VaudLibéré, un père incestueux passe de nouveau à l'acte

Malgré les mesures lui interdisant tout contact avec sa famille, l'homme a cédé à ses pulsions quand il a revu une de ses filles. Il a été renvoyé en cellule.

de
Christian Humbert

La décision a de quoi surprendre: après avoir passé sept mois en prison, un Suisse, violeur présumé de plusieurs de ses huit enfants, a été libéré le 15 février 2016. Mais, en octobre de la même année, il a récidivé. Placé dans un hôtel de la Broye vaudoise, l'homme était pourtant sous le coup de mesures lui interdisant tout contact avec sa famille.

Ce jour-là, deux de ses enfants lui ont rendu visite, dans des circonstances non précisées, et le garçon a laissé sa sœur seule avec leur père. «En revenant, j'ai entendu le lit grincer. (...) Une fois dans la chambre, j'ai senti une odeur de sexe. Ma sœur prenait une douche.»

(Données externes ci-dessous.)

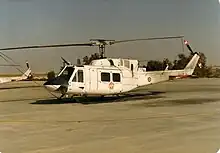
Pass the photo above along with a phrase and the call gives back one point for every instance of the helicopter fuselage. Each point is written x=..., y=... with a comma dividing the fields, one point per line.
x=103, y=77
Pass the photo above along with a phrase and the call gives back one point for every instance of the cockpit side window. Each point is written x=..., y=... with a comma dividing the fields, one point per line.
x=78, y=77
x=67, y=73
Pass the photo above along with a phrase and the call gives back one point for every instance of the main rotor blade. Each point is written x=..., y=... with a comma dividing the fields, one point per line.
x=8, y=65
x=46, y=46
x=153, y=38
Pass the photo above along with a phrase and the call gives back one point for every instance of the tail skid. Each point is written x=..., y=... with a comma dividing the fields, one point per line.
x=190, y=67
x=28, y=72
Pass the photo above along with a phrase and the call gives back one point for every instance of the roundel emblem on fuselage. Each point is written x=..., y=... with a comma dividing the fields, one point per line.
x=149, y=79
x=111, y=85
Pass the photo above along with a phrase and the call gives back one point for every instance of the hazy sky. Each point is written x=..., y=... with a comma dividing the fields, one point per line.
x=35, y=22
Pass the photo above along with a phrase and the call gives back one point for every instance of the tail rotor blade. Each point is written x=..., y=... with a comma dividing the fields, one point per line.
x=188, y=46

Après ce nouvel assaut, la jeune femme a porté plainte et l'homme a été remis en cellule en décembre 2016. Il devrait cette fois y rester jusqu'au procès. Selon l'une des filles abusées, tout aurait commencé quand elles avaient 8 et 12 ans. Le prévenu s'en serait aussi pris à deux de ses fils et à sa femme. Le dossier évoque des masturbations que les enfants étaient contraints de prodiguer au pervers.

Toute la famille est éclatée, suivie par les services sociaux. Le comportement des enfants inquiète: masturbation en classe, agressivité, troubles du langage, hygiène douteuse.

Un procureur a ouvert une enquête pour voies de fait qualifiées, actes sexuels avec des enfants, contrainte sexuelle, viol et pornographie. Le prévenu conteste.

«Pas à la légère»

Alors que le Tribunal des mesures de contrainte prônait une prolongation de détention – renouvelable – jusqu'au 25 février 2016, l'homme était sorti de prison juste avant. «Cette libération n'a pas été prise à la légère. Le risque de récidive était limité au cadre familial, concluait l'expertise psychiatrique. Des dispositions ont donc été prises, avec le placement des enfants et un encadrement des visites», explique le procureur. «La libération a été liée à des mesures très strictes, que le prévenu n'a pas respectées.»